Every week the AOFM issues Treasury bonds and notes via a tender system to raise funds for the Commonwealth Government. In recent years, typically there would be two bond tenders and one note tender each week, with some variations along the way. Most of the time it is to issue an existing line of bonds or notes but as bonds have a finite life and come to an end, every so often a new line of bonds will be issued.
Quite often when a new line is issued, it is not via a tender but via a syndicated process. This is where a syndicate of banks will individually find investors willing to purchase the new bonds. A market-clearing yield is negotiated and the bonds are issued.
This is what happened this week. On Tuesday the AOFM announced it would issue by syndication a new 0.75% November 2027 Treasury Indexed Bond of a benchmark size. “Benchmark” issues are always the largest issues by value as both issuers and investors want a liquid security and size helps in this regard. On Wednesday, a syndicate which comprised Citi, Deutsche Bank (Sydney), UBS (Australia) and Westpac Institutional Bank had lined up investors and $3 billion worth of these index-linked bonds (ILBs) were issued.

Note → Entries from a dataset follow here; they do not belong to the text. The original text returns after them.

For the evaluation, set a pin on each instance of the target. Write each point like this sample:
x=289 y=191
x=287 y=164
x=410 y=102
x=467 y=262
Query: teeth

They are called index-linked bonds or “linkers” for short as the face value is linked to CPI and adjusted every 3 months. As they are inflation-adjusted, their 0.8725% yield is “real” and not “nominal”.

Most investors in these latest ILBs are domestic and that is generally true of all AOFM bond issues. Fund managers account for the majority of purchasers by value but in recent years banks’ trading desks have been taking on more ILBs. While there has not been a lot of ILB issues, until 2015 trading desks would take around 10%. Now it is more like 25-30%.